En adaptant la légende (fictive ou non) de la "porte tournante", Hong Sang Soo joue une fois de plus sur la frontière friable entre le réel et la fiction et construit un subtil film en miroir.
La recette est la même chez le Rohmer coréen ; longs débats sur l'amour et effusion de sentiments, repas copieux et nuits alcoolisées, très alcoolisées, suivies de lendemain de gueule de bois hors du temps, de matinées au lit, de maux de crânes, de déambulations dans des rues inconnues. Hong Sang Soo est le meilleur pour filmer ces journées vides, hors-sol, où l'on se laisse aller à ce que l'habitude ne nous fait pas faire et aux choix risqués, aux actions et déclarations qu'on regrette ou qu'on assume.
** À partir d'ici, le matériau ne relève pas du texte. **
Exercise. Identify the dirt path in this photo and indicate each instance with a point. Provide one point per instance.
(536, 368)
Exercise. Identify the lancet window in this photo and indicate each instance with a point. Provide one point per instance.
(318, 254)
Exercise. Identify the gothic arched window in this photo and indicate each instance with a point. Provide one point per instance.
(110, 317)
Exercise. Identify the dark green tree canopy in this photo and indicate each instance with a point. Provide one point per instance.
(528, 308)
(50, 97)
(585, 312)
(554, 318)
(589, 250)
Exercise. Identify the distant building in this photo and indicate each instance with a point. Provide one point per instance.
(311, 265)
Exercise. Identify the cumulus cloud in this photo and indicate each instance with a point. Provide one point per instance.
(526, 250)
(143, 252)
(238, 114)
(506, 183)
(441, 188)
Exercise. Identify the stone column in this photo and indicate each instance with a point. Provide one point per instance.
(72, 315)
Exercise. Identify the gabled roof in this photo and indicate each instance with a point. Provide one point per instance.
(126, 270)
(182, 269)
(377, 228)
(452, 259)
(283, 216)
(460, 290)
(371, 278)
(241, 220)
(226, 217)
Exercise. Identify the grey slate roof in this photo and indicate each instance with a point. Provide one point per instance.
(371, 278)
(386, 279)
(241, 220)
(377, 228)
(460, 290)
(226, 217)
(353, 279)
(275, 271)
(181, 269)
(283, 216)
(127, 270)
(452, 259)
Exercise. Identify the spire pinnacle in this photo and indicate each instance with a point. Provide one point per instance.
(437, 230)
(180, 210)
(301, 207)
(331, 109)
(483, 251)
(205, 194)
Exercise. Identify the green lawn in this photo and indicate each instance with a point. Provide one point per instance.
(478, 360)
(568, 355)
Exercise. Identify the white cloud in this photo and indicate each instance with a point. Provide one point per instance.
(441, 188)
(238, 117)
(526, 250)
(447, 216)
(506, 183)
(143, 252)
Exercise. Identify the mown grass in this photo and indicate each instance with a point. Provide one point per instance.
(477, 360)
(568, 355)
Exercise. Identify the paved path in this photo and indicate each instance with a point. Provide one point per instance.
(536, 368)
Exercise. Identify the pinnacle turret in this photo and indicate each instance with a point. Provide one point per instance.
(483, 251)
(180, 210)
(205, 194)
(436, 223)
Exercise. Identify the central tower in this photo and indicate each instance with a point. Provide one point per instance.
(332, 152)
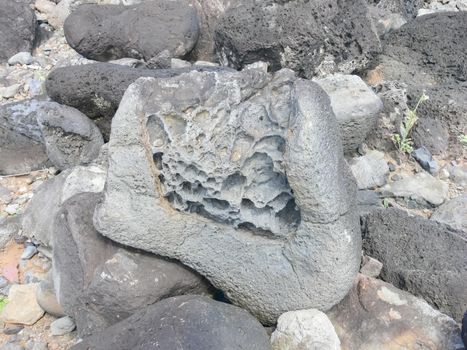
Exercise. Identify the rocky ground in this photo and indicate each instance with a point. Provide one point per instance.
(247, 192)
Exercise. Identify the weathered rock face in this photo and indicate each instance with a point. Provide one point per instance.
(97, 89)
(49, 197)
(205, 155)
(18, 27)
(421, 256)
(310, 37)
(376, 315)
(355, 105)
(184, 322)
(105, 32)
(99, 282)
(304, 329)
(45, 130)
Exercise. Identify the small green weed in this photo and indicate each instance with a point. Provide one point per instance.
(463, 139)
(402, 141)
(3, 302)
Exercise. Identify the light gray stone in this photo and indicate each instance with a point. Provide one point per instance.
(36, 133)
(421, 187)
(40, 213)
(371, 267)
(46, 297)
(186, 322)
(99, 282)
(370, 170)
(305, 329)
(62, 326)
(28, 252)
(9, 91)
(243, 172)
(377, 315)
(453, 213)
(20, 58)
(355, 105)
(22, 307)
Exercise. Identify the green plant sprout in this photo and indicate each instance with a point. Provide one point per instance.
(402, 141)
(3, 302)
(463, 139)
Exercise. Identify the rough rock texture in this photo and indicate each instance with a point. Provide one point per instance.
(47, 200)
(376, 315)
(420, 190)
(421, 256)
(46, 297)
(431, 134)
(309, 37)
(453, 213)
(304, 329)
(355, 105)
(22, 307)
(423, 55)
(205, 155)
(97, 89)
(184, 322)
(100, 283)
(31, 128)
(18, 27)
(370, 170)
(144, 31)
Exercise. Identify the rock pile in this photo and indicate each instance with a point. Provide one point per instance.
(233, 174)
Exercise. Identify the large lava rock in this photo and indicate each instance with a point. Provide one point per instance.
(310, 37)
(184, 322)
(39, 216)
(421, 256)
(18, 27)
(99, 282)
(423, 55)
(377, 315)
(244, 174)
(33, 132)
(97, 89)
(143, 31)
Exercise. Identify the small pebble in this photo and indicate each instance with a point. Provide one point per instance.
(29, 252)
(12, 209)
(3, 282)
(62, 326)
(20, 58)
(13, 330)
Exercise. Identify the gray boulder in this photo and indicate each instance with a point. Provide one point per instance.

Il peuple donc son film de délicieux moments de riens ; d'une scène de danses (de la danse traditionnelle à la salsa), à la croisée d'une femme fantasmée au bord d'un lac, de fruits que l'on fait tomber d'un arbre à un verre que l'on brise. Des instants qui ne sont pourtant jamais gratuits, toujours indices subtils d'une histoire aux fausses apparences simplistes.
Réflexion sur l'amour en général, Turning Gate est un film écrit comme un mythe, aux chapitres aux titres programmatiques, qui évoque, dans un minimalisme de personnages et d'intrigues, la tentation de l'épicurisme et la cohabitation difficile entre désirs et réalité.
Deux parties de près d'une heure chacune, que le réalisateur veut rythmiquement similaires, avec leurs scènes arrivant au même moment (la rencontre, la nuit de sexe - filmées très sensuellement -, la déambulation), et qui s'avèrent être chacune le miroir de l'autre ; comme si l'une était pour les personnages le retour de bâton des choix faits dans l'autre.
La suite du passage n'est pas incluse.